En dehors de cette confusion, les problèmes que peut poser cette garantie sont liés à la franchise et au taux de vétusté. Il existe en effet des compagnies d’assurance qui appliquent sur le montant des dégâts une franchise calculée sur la base de la valeur entière du véhicule et non pas sur la valeur des dégâts. Si par exemple les réparations ont coûté 10 000 DH, que le taux de franchise est de 10% et que la valeur déclarée du véhicule est de 100 000 DH, la franchise qui sera appliquée au montant des réparations est de 10 000 DH
(100 000 DH X 10%), ce qui veut dire que l’assuré supportera tous les frais de réparation. Ce qu’il faut faire, c’est demander à l’agent assureur quelle est la base de calcul de la franchise pour la garantie dommages causés au véhicule.

multirisque habitation :
pas de factures, pas d’indemnisation
Pour ce qui est de l’assurance multirisque habitation, il faut dire que les problèmes sont moins nombreux que dans l’automobile, même si ces contrats couvrent une multitude de risques. Néanmoins, des cas de non-indemnisation ou de couverture incomplète peuvent se présenter, surtout en ce qui concerne les garanties «vol» et «dégâts des eaux».
Pour la première garantie, il faut bien analyser les exclusions mentionnées dans les conditions générales et particulières, car plusieurs cas peuvent ne pas être couverts. Le premier est le vol en cas d’inoccupation des lieux. Certains assurés n’ont pas été indemnisés pour le vol car ils étaient en voyage à l’étranger pendant plus de trois mois. Il faut donc faire attention à la durée maximale d’inoccupation des lieux qui est négociable. Généralement, elle est de trois mois pour les résidences principales. Pour les résidences secondaires, la durée est plus longue mais la prime d’assurance est plus importante.

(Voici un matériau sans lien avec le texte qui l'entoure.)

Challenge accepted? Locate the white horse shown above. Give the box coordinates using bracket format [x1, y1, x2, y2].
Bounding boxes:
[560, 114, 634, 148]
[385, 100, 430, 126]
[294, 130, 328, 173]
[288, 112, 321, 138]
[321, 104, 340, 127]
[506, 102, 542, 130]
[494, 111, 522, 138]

Le deuxième cas de non-indemnisation concerne les objets de valeur (bijoux et pierres précieuses). On trouve souvent mentionné en très petits caractères dans les contrats d’assurance que si ces objets ne sont pas mis dans un coffre-fort fermé, ils ne sont pas couverts.
Le troisième cas est le vol commis par un membre de la famille. Certaines compagnies le couvrent mais la majorité ne le couvrent pas, même s’il s’agit d’un cousin très éloigné. Il suffit qu’il porte le même nom de famille.

Le quatrième et dernier cas est l’inexistence des factures des objets volés. Il faut savoir que si on ne garde pas les factures, aucune compagnie d’assurance n’acceptera d’indemniser sur les dires de l’assuré, à moins que ce dernier n’ait précisé au départ, lors de sa déclaration, qu’il ne possède pas la facture de tel ou tel objet.
Pour la deuxième garantie, c’est-à-dire les dégâts des eaux, il faut, là aussi, disposer des factures des biens endommagés par l’inondation ou déclarer au départ l’absence des factures et la valeur des biens en question pour espérer être remboursé. Souvent, l’expert qui évalue les dégâts propose la remise en état de certains biens, tels que les tapis, pour ne pas avoir à les rembourser. Sachez dans ce cas que vous avez le droit d’exiger le remboursement. Par ailleurs, certains assurés contre les inondations pensent être bien couverts, alors que leur garantie ne couvre en réalité que les objets endommagés. La recherche des fuites et la réparation ne sont pas systématiquement couvertes alors que ce type de travaux peut atteindre des montants très élevés. Alors, même s’il s’agit d’une assurance multirisque, il faut préciser avec votre agent ce qui est couvert et ce qui ne l’est pas.